First, the longer the zoom range, the harder it is to maintain a sharp image with low distortion throughout the range.

Second, the longer the zoom range, the heavier the lens. For example, Canon's 28–300 lens weighs almost four pounds, versus only 1.5 pounds for a 24–105.

I'm hoping that diffractive optics will be the holy grail in that space, but time will tell.

  • I'm not disagreeing with your point in the large, but on a case-by-case basis, there's still room for engineering to shine. For instance, Nikon's 28–300mm lens (same ƒ/3.5–5.6 aperture range) weighs just under half the weight of the Canon (1.76 lbs, specifically), and seems to compare favorably. – scottbb Apr 27 '17 at 23:20
  • The Nikon lens is a mostly plastic consumer lens, whereas the Canon lens is a mostly metal L lens; it makes more sense to compare lenses that are designed to ostensibly be similar build quality. But yes, there's definitely room to improve weight-wise. But of course, the original poster wanted an f/1.2 lens at 300mm. – dgatwood Apr 28 '17 at 18:32

First, you are right about the Nikon 28-70mm, it’s a super duper lens. Besides, most digital images will only be scrutinized on a 72 dpi monitor. My meaning -- all that wonderful resolution goes out the window. Now a professional gears up to make big prints on paper – that’s a different story.

The zoom lens is a complicated gismo, many moving parts needed to shove lens elements about. Plus each doubling of the focal length results in a 4X decrease in the brightness of the image forming rays.

Suppose you shoot an image at 18mm focal length, and 100 units of light arrived at the image plane. What happens if you zoom to 36mm and make no other changes? The image brilliance drops to 100 ÷ 4 = 25 units of light. Now zoom again to 72mm; the light loss is now 4X more = 25 ÷ 4 = 6.25 units of light. Zoom again to 144mm, the image brightness is 6.25 ÷ 4 = 1.6 units of light. Zoom again to 300mm and the light loss is 1.6 ÷ 4 = 0.4 units of light – that’s a total loss of about 256X units of light. See how that goes?

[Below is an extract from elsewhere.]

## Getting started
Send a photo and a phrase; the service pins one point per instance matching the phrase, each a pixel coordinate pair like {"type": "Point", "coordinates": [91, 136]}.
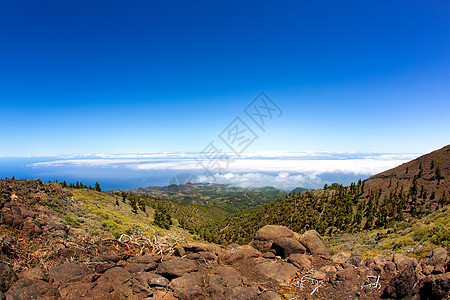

OK – we must make an adjustment to maintain the light level at the image plane. We must somehow increase the light capturing ability of the lens. We are talking about increasing the working diameter of the lens. What must the working (apparent) diameter of the aperture be to allow a 300mm lens to function at f/1.2? Answer -- 300 ÷ 1.2 = 250mm. Oh my – that’s 10 inches diameter, see how that goes?

We can make a 300mm f/1.2 lens. These are used in astronomy, but you won’t be walking around with one of these in your pocket.


It would be too big and expensive. There is no market for a lens like that.